Dad put up a fight. He wanted to go home. I told him no, he was staying. I told the doctor he was staying. And so that was that, he was being admitted.
I texted my husband, he had asked me to call him. His first thought was my Mom – who was going to tell her and how? I couldn’t tell her via phone while she was by herself. We came up with a plan to get her to the hospital by telling her they were admitting him while they did more tests and I needed her to bring his PJs and overnight essentials. She went with it.
By the time she got there they had taken Dad back for another CT scan, this time of his body. I took her an unused area of the ER that had some chairs and sat her down.
“So Daddy has spots on his brain, that is what has caused the loss of speech and his odd behavior. They said it’s normally a sign of cancer that has spread from somewhere else, so they did X-rays and he has a tumor in his lung.”
She just stared at me.
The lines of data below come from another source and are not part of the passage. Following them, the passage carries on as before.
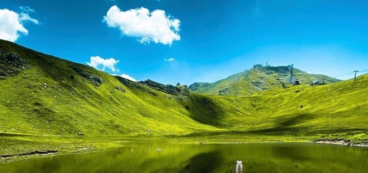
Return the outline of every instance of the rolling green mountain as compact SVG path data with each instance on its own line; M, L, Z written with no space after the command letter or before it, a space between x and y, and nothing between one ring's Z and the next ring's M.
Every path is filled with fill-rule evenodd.
M291 69L287 66L256 67L213 83L195 83L188 88L197 93L210 95L249 96L260 91L281 87L283 84L289 85ZM325 79L326 84L340 81L321 74L309 74L297 69L293 69L293 71L301 84L309 85L317 80L323 82L323 79Z
M78 138L82 133L94 140L176 136L207 141L368 141L368 75L280 88L281 82L275 79L284 80L286 75L278 71L286 68L255 68L217 82L253 86L234 94L251 96L225 97L151 80L131 81L4 40L0 51L0 137ZM336 82L295 72L302 83L314 76ZM260 80L265 82L258 87L267 89L256 92L251 83ZM186 138L181 141L190 140ZM0 154L9 148L0 147Z

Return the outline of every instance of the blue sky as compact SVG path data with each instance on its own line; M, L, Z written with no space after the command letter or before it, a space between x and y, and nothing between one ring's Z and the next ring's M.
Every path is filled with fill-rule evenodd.
M266 61L340 79L368 69L365 0L0 0L0 38L137 80L212 82ZM28 32L4 28L9 11Z

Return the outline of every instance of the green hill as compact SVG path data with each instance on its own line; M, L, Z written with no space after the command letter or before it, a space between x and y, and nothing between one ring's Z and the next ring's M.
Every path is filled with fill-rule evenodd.
M210 95L249 96L260 91L281 87L283 84L289 85L291 69L287 66L256 67L213 83L195 83L188 88L197 93ZM293 69L293 71L301 84L309 85L317 80L323 81L323 79L325 79L326 84L340 81L321 74L309 74L297 69Z
M0 51L0 155L45 148L72 151L81 145L98 148L122 139L197 143L342 138L368 142L368 75L313 86L260 85L268 89L237 93L251 96L225 97L151 80L131 81L4 40ZM279 73L261 72L267 68L222 82L251 79L239 83L249 85L261 77L284 80L277 77ZM304 73L295 73L303 81L299 76ZM308 75L306 82L313 76L328 78ZM328 79L326 83L335 82Z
No tears. Just big eyes.
“They think he has lung cancer. They are going to admit him and do more tests.”
We went back to his room and he was waiting for us. Mom kissed him and told him she brought him his stuff from home so that made him relax a little. He stayed there for the next eight days. It was the start of a twenty month-long roller coaster that taught me more about myself, my family, my friends and life than I could have ever imagined. And while this doesn’t have a happy ending, I hope that the rest of this story helps others feel less lonely in similar situations.